15 March 2019 Anthony Eldridge-Rogers

There usually comes a point in my coaching with someone where they turn up to a coaching session feeling a bit down or angry or shameful or a combination of all three. This comes about because they have found themselves repeating a behaviour or set of behaviours that they have done before and which they had hoped or believed that they would not repeat.

You may have had the experience yourself. I certainly have! In fact I have never met anyone who had not repeated something they did not want to of some kind.

It is rare though to find someone who does not tend to feel bad about repetition that they perceive as one they ought not be making. But that negative response can often get in the way of what repetition can teach us about ourselves and who we are.

So here are the steps that a coach can use to manage such a crisis in a coaching relationship.

1. Process the feelings but don’t try to explain them away or ‘fix’ them

It usually involves difficult feelings when we repeat a behaviour we have stepped away from or decided to not repeat. But we need to talk about these feelings with a view to accepting them rather than trying to explain why we feel them. What usually has happened is that we have identified that we have been unable to keep an agreement with ourselves that we have made. So we feel a variety of things that include feeling out of control, not having dominion over ourselves. It causes anxiety because we fear what this implies. It means too that we sometimes see ourselves as the people we are, as opposed to the person we believe ourselves to be. So when coaching someone going through this there can be many different feelings intermingled.

Guide your client away from rationalisation at this point and stick to just articulating the feelings and helping them dissipate.

2. Don’t get caught up in the blame game

People subtly try to apportion blame for the situation. They will talk about how other influences did not help them and that can sometimes creep over into blame. Don′t get caught by that and steer the coaching onto the facts. Which leads to:

3. Look for the road to the behaviour and the signposts along it

Our lives are a process of decision and steps, choices made in an endless string. Retrace the timeline before the behaviour your client chose that they are regretting. Mark out with them the feelings, the decisions and the choices they made.
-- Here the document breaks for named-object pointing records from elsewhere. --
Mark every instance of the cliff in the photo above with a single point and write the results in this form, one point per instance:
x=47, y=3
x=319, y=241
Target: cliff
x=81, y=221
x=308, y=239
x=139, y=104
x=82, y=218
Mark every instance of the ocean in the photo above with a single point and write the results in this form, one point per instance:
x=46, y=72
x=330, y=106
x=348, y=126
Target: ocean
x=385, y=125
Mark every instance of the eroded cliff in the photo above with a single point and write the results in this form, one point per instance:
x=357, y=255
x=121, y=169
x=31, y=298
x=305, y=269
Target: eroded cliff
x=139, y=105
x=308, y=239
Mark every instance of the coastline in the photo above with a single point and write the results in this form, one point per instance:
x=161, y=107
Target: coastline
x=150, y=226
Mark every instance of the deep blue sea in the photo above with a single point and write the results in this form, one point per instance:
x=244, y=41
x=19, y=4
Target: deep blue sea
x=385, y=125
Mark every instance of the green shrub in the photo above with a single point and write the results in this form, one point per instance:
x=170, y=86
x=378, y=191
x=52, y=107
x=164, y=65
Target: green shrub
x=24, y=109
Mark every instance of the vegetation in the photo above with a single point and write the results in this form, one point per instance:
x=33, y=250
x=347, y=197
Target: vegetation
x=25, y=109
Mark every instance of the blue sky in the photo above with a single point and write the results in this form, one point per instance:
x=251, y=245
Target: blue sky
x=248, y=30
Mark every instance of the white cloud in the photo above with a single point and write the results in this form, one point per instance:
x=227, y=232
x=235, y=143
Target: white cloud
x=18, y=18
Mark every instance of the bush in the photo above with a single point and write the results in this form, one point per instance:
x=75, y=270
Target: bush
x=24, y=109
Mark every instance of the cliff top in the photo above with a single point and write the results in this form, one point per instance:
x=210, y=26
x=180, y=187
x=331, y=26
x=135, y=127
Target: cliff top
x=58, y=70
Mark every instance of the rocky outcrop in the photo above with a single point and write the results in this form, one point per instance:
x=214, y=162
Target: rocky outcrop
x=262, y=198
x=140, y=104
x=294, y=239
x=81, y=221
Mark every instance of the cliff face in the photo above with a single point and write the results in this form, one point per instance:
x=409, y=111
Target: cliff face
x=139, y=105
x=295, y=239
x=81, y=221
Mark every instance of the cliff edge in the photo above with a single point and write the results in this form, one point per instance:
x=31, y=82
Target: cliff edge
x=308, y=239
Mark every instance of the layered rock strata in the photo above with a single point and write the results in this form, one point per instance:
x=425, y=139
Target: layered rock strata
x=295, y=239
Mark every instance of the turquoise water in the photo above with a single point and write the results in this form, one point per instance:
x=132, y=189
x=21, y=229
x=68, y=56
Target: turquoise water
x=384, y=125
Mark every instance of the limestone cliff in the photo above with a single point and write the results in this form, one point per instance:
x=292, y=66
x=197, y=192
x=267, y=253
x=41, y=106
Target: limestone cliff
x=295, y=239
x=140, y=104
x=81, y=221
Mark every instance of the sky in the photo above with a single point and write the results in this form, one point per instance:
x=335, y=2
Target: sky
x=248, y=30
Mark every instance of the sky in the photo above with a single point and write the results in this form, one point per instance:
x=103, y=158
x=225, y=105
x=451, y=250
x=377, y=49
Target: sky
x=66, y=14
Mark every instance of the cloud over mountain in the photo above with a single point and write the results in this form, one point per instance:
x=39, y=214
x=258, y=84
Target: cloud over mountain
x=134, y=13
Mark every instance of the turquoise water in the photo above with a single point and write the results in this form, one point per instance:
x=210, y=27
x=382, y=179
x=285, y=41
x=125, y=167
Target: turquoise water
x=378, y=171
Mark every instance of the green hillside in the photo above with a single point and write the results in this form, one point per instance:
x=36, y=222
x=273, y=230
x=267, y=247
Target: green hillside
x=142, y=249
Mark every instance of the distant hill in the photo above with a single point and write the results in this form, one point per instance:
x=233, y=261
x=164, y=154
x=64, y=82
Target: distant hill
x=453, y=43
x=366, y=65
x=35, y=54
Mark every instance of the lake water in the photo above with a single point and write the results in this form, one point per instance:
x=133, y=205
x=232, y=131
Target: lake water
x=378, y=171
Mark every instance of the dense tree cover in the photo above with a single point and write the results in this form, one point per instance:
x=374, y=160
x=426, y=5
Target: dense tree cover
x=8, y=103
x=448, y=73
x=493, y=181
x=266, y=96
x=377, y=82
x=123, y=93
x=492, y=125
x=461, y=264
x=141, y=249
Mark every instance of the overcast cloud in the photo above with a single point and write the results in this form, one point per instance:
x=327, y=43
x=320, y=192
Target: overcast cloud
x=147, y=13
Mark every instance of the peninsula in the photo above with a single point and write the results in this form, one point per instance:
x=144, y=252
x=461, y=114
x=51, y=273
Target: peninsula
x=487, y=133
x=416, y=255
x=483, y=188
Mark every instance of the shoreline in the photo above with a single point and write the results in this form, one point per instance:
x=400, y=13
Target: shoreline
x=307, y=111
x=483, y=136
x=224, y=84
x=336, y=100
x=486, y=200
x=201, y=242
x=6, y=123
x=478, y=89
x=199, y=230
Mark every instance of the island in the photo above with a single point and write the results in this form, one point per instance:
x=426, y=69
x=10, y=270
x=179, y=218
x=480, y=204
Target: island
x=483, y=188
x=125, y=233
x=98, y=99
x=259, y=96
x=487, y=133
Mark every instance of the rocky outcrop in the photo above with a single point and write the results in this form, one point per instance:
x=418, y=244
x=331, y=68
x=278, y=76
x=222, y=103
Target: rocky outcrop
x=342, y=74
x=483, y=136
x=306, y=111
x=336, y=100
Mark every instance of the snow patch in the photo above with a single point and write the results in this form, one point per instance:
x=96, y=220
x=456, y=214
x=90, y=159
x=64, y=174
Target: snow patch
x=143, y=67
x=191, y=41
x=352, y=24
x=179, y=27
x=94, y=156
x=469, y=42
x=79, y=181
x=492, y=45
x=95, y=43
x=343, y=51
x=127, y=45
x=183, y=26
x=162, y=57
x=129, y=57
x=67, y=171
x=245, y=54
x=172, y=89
Go slowly and take your time. Look for where there were decisions that were familiar responses to situations.

4. Look for the benefits

The motivations are always emotional. We think we make decisions with our heads but we don’t, we make them with our feelings. And the benefits we experience are emotional. So all behaviours have an actual or anticipated emotional outcome. As each choice is made, your clients are looking for emotional benefit. Either to create a feeling or avoid another.

Work with your clients to consider how their feelings are directing and moving them along.

5. Hold a focus on learning

Encourage your client to see the work you are doing as a learning process. Keep bringing their attention to what they are learning and discovering about themselves as they investigate their choices.

6. Create alternative behaviours to replace the unwanted ones

Replay the sequence of events and create clear easy to understand alternative behaviours at significant moments. Keep track of those and make them into a list with your client. This list is the "go-to resource" for them that they can use when they find themselves at the same points in the future (which they will).

7. Create structures to reinforce them

These behaviours can be linked to structures, reminders and visual or other type of clues.

Have your client spend time (sometimes over a few sessions).

In this way by the time you are some way away from the time where they were feeling regret and shame and most likely anger at themselves they will be deep into understanding and insight. That makes the so-called mistake a learning experience. If the process goes well they may well even see it as something that they can feel glad they repeated for all the learning they got from it.